鋭く切り込み、どこまでも延びてゆくコルトレーンの画期的な「シーツ・オブ・サウンド」が萌芽を見せた時期になり、賛否両論は避けられなかった。だが批判的な評者ですら認めざるを得ず、マイルスが自分のバンド・メンバーに固執したのはコルトレーンの画期的な新しさだった。
上記3作のセッションで、モブレーはコルトレーンより年齢は4歳下だが出世が早いだけある完成した演奏を聴かせる。言い替えれば時代の枠組みの中にいる。これは黒人テナーのグリフィン、白人テナーのアル&ズートもそうだ。コルトレーンひとりが未来を見据えて模索している。試行錯誤している。
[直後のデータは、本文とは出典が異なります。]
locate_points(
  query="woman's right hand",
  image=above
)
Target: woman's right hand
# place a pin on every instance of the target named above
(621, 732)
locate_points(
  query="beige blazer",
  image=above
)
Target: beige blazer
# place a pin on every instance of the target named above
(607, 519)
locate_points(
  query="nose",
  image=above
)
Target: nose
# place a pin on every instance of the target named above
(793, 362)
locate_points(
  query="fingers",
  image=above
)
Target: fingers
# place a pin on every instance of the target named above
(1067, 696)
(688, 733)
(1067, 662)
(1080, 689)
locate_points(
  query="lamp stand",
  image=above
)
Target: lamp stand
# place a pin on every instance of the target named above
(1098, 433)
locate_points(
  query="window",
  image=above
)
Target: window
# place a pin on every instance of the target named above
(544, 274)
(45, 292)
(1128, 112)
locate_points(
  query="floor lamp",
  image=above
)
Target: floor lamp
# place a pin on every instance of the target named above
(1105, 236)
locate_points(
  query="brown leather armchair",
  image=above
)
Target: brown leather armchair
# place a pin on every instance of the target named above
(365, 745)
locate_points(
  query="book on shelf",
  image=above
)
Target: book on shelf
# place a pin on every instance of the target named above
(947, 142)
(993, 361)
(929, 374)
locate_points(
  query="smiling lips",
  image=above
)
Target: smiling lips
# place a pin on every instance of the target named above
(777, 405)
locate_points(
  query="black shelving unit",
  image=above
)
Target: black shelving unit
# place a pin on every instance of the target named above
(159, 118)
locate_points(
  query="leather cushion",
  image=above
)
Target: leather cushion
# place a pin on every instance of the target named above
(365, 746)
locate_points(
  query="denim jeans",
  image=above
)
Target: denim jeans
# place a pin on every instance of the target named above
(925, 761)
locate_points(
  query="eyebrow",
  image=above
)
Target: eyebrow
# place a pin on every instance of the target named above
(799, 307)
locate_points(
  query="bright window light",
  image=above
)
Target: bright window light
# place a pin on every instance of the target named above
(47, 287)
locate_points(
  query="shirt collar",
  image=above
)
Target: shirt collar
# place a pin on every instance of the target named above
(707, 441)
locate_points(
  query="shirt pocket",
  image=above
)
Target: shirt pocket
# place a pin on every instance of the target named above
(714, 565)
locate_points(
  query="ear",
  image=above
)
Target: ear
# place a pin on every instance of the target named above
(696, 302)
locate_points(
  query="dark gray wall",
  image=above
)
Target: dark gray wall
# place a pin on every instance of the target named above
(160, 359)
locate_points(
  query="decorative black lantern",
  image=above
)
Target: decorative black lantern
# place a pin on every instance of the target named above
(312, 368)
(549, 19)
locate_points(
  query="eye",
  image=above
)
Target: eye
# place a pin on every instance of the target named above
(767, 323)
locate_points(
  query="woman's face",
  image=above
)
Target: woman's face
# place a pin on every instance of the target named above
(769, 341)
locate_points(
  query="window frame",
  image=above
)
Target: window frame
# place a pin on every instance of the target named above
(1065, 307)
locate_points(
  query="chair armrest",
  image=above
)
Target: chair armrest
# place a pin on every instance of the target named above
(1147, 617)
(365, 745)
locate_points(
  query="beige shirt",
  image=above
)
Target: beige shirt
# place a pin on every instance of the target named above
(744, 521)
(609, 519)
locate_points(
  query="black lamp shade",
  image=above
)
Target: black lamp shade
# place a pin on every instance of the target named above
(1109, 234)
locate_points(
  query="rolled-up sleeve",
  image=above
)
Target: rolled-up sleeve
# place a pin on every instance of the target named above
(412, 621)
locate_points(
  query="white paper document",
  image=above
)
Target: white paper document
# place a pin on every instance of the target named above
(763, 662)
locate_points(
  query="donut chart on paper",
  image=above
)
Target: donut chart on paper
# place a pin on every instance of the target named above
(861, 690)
その姿勢が60年代以降、コルトレーンとモブレーらを分けることになる。
だがハード・バップの黄金時代が続くかぎりモブレーの地位は安泰だったということで、「ハンク」57.4ではウィントン・ケリー(ピアノ)、5月にはホレス・シルヴァー・クインテットの「スタイリングス・ホレス・シルヴァー」、6月にはピアノにソニー・クラークを迎えた「ハンク・モブレー」(画像2)があり、これはクラークのブルー・ノート第一作になる翌月の初リーダー作「ダイヤル'S'フォー・ソニー」の下地になったアルバムで、クラークのアレンジがアルバム全体を統一している。
57年後半はソニー・ロリンズの後任でマックス・ローチ・クインテットへ。ローチ・クインテットにはクリフォード・ブラウンの後任ですでにメッセンジャーズからケニー・ドーハムが移籍してきていた。
58年2月にはウィントン・ケリーをピアノに迎えた「ペッキン・タイム」(画像3)をリー・モーガンをサブ・リーダーに録音。オリジナルもいいが、「ハンク」のボビー・ティモンズのアレンジによる『イージー・トゥ・ラヴ』、「ハンク・モブレー」のソニー・クラークのアレンジによる『バグス・グルーヴ』同様、ケリーのアレンジによる『スピーク・ロウ』が素晴らしい。